Despite clocking in at over 400 pages, not a page, paragraph or sentence is wasted in MR MERCEDES. It’s a fast read despite its enormity, and one I’m destined to return to in the years that follow; the highest praise I can bestow upon a novel. Now, bring on November, and King’s fourth novel in the space of two years: REVIVAL.

Review: Doctor Sleep by Stephen King

Doctor_SleepTHE SHINING casts a long, dark shadow. As one of Stephen King’s most iconic works, it never struck me as a book that needed a sequel. So when news broke a couple years ago that King was in the process of penning one, I felt a knot of apprehension in my gut. There’s no doubt King is still capable of brilliant prose, and his imagination seems as fertile as ever, even if his writing process has slowed – but sometimes it’s best to leave things be, to ensure the memory of that original reading experience remains unscathed.

DOCTOR SLEEP is a very different beast to THE SHINING, and initially the shift in tone bothered me. I never found THE SHINING outright frightening; rather, it maintained an eerie atmosphere throughout its pages; it was tense, and my unease was almost palpable.
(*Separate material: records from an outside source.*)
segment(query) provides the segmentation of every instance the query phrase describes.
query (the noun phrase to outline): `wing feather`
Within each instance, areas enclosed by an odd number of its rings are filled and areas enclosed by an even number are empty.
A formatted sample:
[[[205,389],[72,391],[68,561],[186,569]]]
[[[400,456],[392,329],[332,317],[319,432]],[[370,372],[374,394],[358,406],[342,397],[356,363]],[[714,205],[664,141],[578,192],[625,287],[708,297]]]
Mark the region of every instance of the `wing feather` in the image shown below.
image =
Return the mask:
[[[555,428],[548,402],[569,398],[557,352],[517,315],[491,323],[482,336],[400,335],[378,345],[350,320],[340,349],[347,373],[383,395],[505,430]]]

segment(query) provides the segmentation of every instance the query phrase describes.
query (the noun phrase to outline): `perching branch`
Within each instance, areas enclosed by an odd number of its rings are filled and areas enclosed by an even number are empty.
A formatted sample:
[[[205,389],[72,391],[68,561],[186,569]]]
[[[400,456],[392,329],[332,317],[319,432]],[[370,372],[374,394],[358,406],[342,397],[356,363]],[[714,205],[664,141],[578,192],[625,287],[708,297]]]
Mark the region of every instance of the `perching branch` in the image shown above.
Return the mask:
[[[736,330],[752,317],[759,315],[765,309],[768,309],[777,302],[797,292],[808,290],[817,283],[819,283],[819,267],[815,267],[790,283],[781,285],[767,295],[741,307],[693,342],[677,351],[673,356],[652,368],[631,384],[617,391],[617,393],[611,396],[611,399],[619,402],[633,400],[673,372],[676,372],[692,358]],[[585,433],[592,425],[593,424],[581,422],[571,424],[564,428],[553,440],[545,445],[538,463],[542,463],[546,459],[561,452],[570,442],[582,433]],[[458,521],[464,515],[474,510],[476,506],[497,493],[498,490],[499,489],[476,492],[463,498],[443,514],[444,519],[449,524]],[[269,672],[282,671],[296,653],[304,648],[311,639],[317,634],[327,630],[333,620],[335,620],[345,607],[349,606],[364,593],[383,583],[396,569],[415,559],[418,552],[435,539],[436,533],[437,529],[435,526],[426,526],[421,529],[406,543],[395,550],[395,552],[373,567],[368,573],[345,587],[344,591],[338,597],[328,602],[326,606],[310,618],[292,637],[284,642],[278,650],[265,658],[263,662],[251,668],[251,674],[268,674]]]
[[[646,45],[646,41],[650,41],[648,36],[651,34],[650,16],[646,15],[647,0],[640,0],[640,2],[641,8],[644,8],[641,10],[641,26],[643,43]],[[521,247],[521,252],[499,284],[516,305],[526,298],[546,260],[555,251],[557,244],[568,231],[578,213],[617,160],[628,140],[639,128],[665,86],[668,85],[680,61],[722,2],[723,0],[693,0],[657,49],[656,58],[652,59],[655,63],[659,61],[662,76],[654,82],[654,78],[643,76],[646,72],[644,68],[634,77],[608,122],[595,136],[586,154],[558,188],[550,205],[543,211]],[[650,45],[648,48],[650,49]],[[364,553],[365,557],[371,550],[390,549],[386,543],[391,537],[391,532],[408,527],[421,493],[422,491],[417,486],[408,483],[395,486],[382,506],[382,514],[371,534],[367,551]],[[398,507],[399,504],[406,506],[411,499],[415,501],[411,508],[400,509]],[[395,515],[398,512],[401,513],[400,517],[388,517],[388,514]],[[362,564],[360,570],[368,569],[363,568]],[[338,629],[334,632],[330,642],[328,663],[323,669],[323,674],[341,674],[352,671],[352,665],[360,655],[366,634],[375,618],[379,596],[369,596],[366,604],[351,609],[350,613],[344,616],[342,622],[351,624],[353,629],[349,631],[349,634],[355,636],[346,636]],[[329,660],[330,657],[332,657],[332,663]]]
DOCTOR SLEEP doesn’t attempt the same thing – or, if that was its intent, it fails (though I’m certain it wasn’t). Rather, this feels more like a lightweight version of one of King’s epics – a deeply personal journey involving Dan Torrance battling his demons as he combats an evil force targeting children for their ‘steam.’ ‘Lightweight’ has negative connotations, I know, but I don’t mean it to be divisive in this instance. It is a good thing that DOCTOR SLEEP maintains its focus instead of escalating into a sprawling epic, akin to, say, THE STAND. Dan is an interesting character, and contrary to my early doubts, seeing the man that the boy from The Overlook Hotel has grown into is fascinating. He starts the novel as an alcoholic, and we witness the moment he hits rock bottom with both disappointment and understanding. He survived the horrors of his youth to become – what? His father? Of course he has.

In DOCTOR SLEEP the horrors of The Overlook Hook are replaced as antagonists by a crew of ‘steam’ sucking demons in human-form known as The Knot. They’re effective villains, but never really compelling, and not especially memorable, which is a shame, because that they been, this novel might’ve ranked a tad closer to its predecessor. The True Knot are horrible beings – vampire-esque torture-loving anti-aging freaks – but I was never frightened of them. Worse still, in certain scenes they came across as comic-booky; exaggerated villainous diatribes spilling from their mouths.

Still, that one disappointment aside, I tore through DOCTOR SLEEP quickly and loved every moment. No, it’s not better than THE SHINING, but did any of us ever truly expect it to be? Enjoy this novel for what it is rather than loading it with your own expectations and you’re in for a treat.